Ponad milion zł rocznie więcej mógłby zarabiać UMCS na wynajmie lokali, gdyby umowy zawierane w ostatnich latach były bardziej korzystnie dla uczelni. Nie są, bo administracja uniwersytetu oddawała pomieszczenia za ceny niższe od rynkowych.
Wszystkie te umowy trafiły na biurka rektora i nowego kanclerza UMCS. Teraz są dokładnie analizowane. Nam udało się dotrzeć do najważniejszych z nich.
Dwa lata temu uczelnia wynajęła spółce Cwalina-Tomaszewski stołówkę przy ul. Langiewicza. Najemca płaci 3 zł i 8 groszy za metr kwadratowy. Co łącznie, za lokal o powierzchni 2617 mkw., daje uczelni miesięcznie niewiele ponad 8 tys. zł.
Ale w tej samej umowie uczelnia zezwoliła najemcy na podnajem pomieszczeń, które dzierżawi od UMCS. Na takich zasadach w stołówce działają: apteka, sklep z odzieżą używaną, klub fitness, ksero, a od tego roku także pub Arena, zajmujący główną część budynku. Jak ustaliliśmy, najemcy tych pomieszczeń płacą spółce Cwalina-Tomaszewski czynsz ale po cenach rynkowych.
- Kilkadziesiąt złotych miesięcznie za metr powierzchni - zdradza jeden z najemców. Uczelnia zawarła taką umowę na… pięć lat.
- Gdybyśmy wynajęli budynek po cenach rynkowych, np. po 50 zł za mkw., w ciągu tych pięciu lat zarobilibyśmy ponad 7 mln zł - mówi osoba z bliskiego otoczenia nowej ekipy rektorskiej.
- Oczywiście, że na tym wynajmie zarabiam - nie kryje Lech Cwalina. - Ale w adaptację i remont tego budynku zainwestowałem milion zł. Swoje dołożyły też Stokrotka i apteka - tłumaczy. - A UMCS wynajął stołówkę, bo wcześniej do niej dokładał. Teraz nie musi dokładać.
Jak udało nam się dowiedzieć, nowe władze UMCS zamiast "nie dokładać”, wolałyby na stołówce zarabiać. Do tego trzeba jednak zerwać obecną umowę i zawrzeć nową, na korzystnych dla uczelni warunkach.

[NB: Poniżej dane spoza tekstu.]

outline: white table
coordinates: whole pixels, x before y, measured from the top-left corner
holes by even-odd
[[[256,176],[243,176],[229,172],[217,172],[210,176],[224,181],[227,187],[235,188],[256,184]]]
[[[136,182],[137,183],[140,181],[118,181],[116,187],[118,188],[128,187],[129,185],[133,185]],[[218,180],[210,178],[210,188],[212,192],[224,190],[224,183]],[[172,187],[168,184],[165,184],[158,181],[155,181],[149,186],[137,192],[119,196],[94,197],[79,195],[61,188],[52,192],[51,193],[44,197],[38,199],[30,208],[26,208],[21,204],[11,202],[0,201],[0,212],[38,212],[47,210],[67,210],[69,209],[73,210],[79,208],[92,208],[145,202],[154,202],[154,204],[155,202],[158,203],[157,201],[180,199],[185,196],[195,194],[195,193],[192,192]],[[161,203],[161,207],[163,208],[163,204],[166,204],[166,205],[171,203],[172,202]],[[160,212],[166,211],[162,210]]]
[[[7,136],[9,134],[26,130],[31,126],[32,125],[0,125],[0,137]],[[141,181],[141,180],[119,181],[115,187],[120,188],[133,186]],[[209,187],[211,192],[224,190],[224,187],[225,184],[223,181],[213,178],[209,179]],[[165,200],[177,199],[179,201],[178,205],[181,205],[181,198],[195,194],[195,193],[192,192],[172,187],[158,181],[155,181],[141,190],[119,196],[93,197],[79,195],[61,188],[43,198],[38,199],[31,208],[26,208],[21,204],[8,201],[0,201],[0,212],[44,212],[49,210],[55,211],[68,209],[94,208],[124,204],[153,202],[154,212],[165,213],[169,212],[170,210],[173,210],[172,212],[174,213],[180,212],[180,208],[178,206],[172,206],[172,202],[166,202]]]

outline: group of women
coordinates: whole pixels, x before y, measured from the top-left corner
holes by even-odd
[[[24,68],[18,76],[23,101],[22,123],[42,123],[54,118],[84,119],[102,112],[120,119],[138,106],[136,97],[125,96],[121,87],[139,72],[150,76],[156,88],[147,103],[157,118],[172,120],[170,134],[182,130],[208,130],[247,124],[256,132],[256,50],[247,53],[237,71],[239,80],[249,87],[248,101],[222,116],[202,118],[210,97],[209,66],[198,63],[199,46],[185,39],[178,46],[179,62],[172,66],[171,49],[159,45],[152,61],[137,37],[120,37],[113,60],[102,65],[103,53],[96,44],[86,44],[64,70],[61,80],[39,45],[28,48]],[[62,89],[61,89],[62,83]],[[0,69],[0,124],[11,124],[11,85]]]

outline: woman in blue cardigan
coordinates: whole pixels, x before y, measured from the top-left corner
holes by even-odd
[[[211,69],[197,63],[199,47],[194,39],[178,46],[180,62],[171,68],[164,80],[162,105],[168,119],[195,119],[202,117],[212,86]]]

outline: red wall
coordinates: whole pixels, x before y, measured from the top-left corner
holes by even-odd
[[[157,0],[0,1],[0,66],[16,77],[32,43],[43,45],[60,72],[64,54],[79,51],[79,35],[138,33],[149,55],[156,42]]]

I tu pojawia się kłopot.
- Umowa jest tak skonstruowana, że praktycznie nie można jej zerwać - usłyszeliśmy na UMCS-ie.
Podobnie jest z kilkoma innymi umowami, na których UMCS nie zarabia, a mógłby.

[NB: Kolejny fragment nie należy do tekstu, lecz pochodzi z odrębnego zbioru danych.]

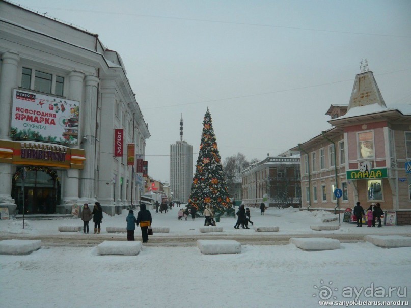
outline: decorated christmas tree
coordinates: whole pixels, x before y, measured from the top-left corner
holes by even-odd
[[[231,211],[232,203],[228,195],[208,108],[203,124],[200,151],[188,203],[202,213],[206,205],[212,205],[218,215]]]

Większość właścicieli barków działających na uczelni wynajmuje pomieszczenia za 6, 7, 8, a maksymalnie 11 zł za mkw. Przychodnia studencka (prywatna) płaci 4 zł 36 gr. A Fundacja UMSC - 5 zł. W kilku lubelskich biurach nieruchomości usłyszeliśmy, że cena rynkowa za tego typu pomieszczenia na uczelniach to co najmniej 30 zł.
Jeszcze wyższy powinien być czynsz za pomieszczenia wynajmowane w najbardziej atrakcyjnych miejscach np. w rektoracie. Fachowcy od nieruchomości oceniają, że tu jeden metr powierzchni jest warty 50, a nawet 80 zł. Tymczasem Księgarnia Uniwersytecka płaci 9 zł 48 groszy. A bank, jedyny na UMCS-ie w takim dobrym punkcie, 35 zł.

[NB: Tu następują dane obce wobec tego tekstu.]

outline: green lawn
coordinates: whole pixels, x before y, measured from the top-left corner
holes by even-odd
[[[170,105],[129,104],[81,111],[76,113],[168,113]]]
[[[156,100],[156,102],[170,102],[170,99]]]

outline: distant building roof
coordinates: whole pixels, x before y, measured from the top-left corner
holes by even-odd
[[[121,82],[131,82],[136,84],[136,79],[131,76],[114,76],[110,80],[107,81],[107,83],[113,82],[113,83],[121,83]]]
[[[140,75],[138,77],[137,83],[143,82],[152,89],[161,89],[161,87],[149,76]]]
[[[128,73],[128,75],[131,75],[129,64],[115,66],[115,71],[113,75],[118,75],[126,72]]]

- W tej chwili wszystkie te umowy są dokładnie analizowane - tłumaczy Joanna Reszko-Zygmunt, rzecznik UMCS. - Te, które są niekorzystne, na ile to możliwe staramy się aneksować lub czekamy, aż wygasną.
Ze wstępnych szacunków wynika, że rocznie uniwersytet traci na nich co najmniej 1,3 mln zł.